- Theatrical release poster
- Ευριδίκη ΒΑ 2037
- Directed by: Nikos Nikolaidis
- Written by: Nikos Nikolaidis
- Produced by: Nikos Nikolaidis Vadim Glowna Vera Tschechowa
- Starring: Vera Tschechowa John Moore Niki Triantafillidi Manolis Logiadis
- Cinematography: Giorgos Panousopoulos
- Edited by: Giorgos Triandafyllou
- Music by: Antonio Vivaldi Frédéric Chopin Dinah Shore
- Production companies: Atossa Film Produktion GmbH Marni Film
- Release date: 29 September 1975 (Thessaloniki Festival of Greek Cinema);
- Running time: 96 minutes
- Countries: Greece West Germany
- Language: Greek

= Euridice BA 2037 =

Euridice BA 2037 (Ευριδίκη ΒΑ 2037) is a 1975 Greek-West German co-production black and white dramatic surrealist underground film directed by Nikos Nikolaidis, his debut feature film.

==Plot==
Partially based on Greek mythology, the film centers on Eurydice as she waits for her lover Orpheus to save her from Hades. While waiting for her rescue from the underworld, she faces her fears, desires, hallucinations, and memories.

==Cast==
- Vera Tschechowa as Eurydice
- John Moore as Man
- Niki Triantafillidi as Woman
- Manolis Logiadis

==Reception==

===Accolades===
Despite a lukewarm reaction by viewers, critics appreciated the innovative perspective on the classic Greek tragedy of Orpheus and Eurydice and noted the originality of Nikolaidis' artistic techniques. It is characteristic that Nikolaidis himself believed Euridice BA 2037 to be his best film.

André Z. Labarrére and Olivier Labarrére, authors of Atlas du cinéma, wrote that the film was one of the "New Greek Cinema" films that "radically transformed the panorama."

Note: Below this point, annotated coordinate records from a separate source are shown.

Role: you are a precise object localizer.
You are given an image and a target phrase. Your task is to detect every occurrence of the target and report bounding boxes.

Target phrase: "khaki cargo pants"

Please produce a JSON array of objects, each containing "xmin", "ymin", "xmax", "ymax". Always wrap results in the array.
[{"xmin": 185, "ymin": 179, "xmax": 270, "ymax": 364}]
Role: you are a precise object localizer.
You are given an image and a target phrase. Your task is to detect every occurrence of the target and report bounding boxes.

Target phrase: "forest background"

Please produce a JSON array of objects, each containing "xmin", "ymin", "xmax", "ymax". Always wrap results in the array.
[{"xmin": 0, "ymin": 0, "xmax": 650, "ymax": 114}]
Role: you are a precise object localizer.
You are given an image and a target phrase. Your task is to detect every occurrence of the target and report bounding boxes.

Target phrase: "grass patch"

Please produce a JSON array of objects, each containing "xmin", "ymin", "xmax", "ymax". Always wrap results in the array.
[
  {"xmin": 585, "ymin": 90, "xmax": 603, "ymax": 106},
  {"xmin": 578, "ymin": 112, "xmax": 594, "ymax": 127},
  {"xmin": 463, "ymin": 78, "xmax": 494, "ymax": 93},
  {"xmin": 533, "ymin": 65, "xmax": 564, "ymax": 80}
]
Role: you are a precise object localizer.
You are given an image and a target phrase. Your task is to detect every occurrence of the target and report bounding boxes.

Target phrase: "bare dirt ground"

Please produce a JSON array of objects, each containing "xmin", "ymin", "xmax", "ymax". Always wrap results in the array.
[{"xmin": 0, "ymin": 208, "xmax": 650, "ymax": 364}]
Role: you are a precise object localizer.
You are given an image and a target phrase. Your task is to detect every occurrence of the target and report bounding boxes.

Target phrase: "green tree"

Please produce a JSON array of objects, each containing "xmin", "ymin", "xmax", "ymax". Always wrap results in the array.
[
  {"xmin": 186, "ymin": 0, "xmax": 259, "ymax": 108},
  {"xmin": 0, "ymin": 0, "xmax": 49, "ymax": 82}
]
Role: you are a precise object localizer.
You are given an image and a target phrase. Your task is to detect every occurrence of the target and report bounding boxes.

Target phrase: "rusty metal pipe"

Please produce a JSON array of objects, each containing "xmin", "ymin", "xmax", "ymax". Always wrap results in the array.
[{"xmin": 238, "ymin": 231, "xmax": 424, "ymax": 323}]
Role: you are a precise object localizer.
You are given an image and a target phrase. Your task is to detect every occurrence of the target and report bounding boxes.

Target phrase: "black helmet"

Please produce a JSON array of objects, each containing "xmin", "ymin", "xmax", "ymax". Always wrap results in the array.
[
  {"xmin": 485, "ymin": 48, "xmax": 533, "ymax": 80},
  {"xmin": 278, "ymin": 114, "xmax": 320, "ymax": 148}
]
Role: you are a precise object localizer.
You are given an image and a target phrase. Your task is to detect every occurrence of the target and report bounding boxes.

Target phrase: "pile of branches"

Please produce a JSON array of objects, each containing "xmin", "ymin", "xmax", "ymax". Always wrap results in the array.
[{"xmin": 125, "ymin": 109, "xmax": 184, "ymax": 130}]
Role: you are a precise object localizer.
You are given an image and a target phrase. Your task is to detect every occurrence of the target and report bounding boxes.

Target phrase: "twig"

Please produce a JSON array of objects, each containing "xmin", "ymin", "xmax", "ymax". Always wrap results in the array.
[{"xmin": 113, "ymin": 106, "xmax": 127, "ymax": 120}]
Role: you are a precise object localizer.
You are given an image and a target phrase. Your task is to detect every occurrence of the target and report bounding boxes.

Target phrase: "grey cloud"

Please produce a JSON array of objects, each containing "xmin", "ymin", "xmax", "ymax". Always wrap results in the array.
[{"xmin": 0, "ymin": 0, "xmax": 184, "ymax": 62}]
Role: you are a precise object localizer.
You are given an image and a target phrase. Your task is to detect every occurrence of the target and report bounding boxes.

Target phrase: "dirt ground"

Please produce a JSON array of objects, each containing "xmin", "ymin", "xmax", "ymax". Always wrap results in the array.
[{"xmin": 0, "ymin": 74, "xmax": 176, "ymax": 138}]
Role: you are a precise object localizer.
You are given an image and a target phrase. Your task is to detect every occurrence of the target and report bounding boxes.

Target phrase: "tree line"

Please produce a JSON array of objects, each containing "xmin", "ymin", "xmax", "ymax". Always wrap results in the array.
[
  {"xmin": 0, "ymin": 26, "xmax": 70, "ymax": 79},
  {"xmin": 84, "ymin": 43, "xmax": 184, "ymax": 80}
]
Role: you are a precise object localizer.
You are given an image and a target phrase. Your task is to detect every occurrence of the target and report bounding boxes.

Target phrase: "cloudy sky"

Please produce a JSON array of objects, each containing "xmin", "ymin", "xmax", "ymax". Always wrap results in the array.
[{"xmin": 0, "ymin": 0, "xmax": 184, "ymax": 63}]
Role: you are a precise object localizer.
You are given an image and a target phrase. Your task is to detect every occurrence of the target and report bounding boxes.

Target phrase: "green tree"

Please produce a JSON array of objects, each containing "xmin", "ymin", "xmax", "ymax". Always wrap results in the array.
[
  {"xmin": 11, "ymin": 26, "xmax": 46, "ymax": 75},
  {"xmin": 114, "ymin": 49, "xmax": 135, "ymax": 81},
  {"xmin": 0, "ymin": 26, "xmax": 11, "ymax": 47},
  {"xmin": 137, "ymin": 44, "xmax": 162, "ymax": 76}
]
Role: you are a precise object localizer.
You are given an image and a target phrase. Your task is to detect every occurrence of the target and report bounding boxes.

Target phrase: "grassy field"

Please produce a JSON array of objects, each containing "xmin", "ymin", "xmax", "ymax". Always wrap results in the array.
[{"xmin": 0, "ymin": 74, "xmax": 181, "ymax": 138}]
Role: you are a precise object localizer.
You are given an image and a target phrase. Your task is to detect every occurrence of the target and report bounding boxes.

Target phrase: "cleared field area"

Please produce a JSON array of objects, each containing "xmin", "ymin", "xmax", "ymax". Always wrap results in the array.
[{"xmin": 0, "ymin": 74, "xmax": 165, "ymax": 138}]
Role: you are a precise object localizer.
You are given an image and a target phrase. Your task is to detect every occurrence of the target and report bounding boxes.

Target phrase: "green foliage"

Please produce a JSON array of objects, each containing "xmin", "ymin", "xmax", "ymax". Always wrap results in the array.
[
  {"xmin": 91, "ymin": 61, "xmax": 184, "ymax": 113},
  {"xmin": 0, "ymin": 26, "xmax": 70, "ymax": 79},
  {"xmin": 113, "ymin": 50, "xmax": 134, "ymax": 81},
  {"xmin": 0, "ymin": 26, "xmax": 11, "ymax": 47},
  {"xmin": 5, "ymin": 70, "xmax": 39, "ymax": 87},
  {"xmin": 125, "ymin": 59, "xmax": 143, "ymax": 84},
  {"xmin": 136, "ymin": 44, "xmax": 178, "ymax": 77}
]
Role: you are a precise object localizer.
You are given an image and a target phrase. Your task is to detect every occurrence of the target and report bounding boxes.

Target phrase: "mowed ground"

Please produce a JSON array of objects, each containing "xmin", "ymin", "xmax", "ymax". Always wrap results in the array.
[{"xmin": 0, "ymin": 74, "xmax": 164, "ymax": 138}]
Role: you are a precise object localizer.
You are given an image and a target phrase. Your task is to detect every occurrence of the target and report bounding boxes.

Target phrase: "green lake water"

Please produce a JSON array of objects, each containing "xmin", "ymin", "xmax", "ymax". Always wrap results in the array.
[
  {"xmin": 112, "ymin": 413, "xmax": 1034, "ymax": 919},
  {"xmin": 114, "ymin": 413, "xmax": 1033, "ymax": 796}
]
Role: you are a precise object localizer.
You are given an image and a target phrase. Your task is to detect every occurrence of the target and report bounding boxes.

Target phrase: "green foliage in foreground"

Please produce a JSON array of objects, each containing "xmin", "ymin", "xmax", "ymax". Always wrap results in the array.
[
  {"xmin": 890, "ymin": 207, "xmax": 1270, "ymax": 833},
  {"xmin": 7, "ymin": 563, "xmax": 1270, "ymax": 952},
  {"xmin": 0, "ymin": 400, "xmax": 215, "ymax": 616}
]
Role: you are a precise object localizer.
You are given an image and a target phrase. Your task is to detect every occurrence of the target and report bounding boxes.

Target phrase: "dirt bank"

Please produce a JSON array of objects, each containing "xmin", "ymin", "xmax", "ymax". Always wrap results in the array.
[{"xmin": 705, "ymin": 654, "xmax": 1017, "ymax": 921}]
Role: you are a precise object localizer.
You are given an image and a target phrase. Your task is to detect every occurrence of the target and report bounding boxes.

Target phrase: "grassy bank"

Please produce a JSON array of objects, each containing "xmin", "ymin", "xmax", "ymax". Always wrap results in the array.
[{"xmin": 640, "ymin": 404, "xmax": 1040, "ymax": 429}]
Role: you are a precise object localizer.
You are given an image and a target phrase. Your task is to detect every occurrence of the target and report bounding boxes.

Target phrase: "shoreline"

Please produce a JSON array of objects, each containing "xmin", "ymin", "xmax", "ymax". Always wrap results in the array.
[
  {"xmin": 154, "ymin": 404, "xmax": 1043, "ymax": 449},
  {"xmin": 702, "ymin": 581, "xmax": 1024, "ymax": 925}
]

For this film, Nikolaidis won the Best New Director Award, the Greek National Ministry of Culture Award, as well as the Athens Film Critics Association Best Picture Award at the Thessaloniki Festival of Greek Cinema in September 1975, where Marie-Louise Bartholomew, who was involved in the production of the film, also won the Best Set Designer Award, and Andreas Andreadakis, who was involved in the editing of the film, also won the Best Editor Award.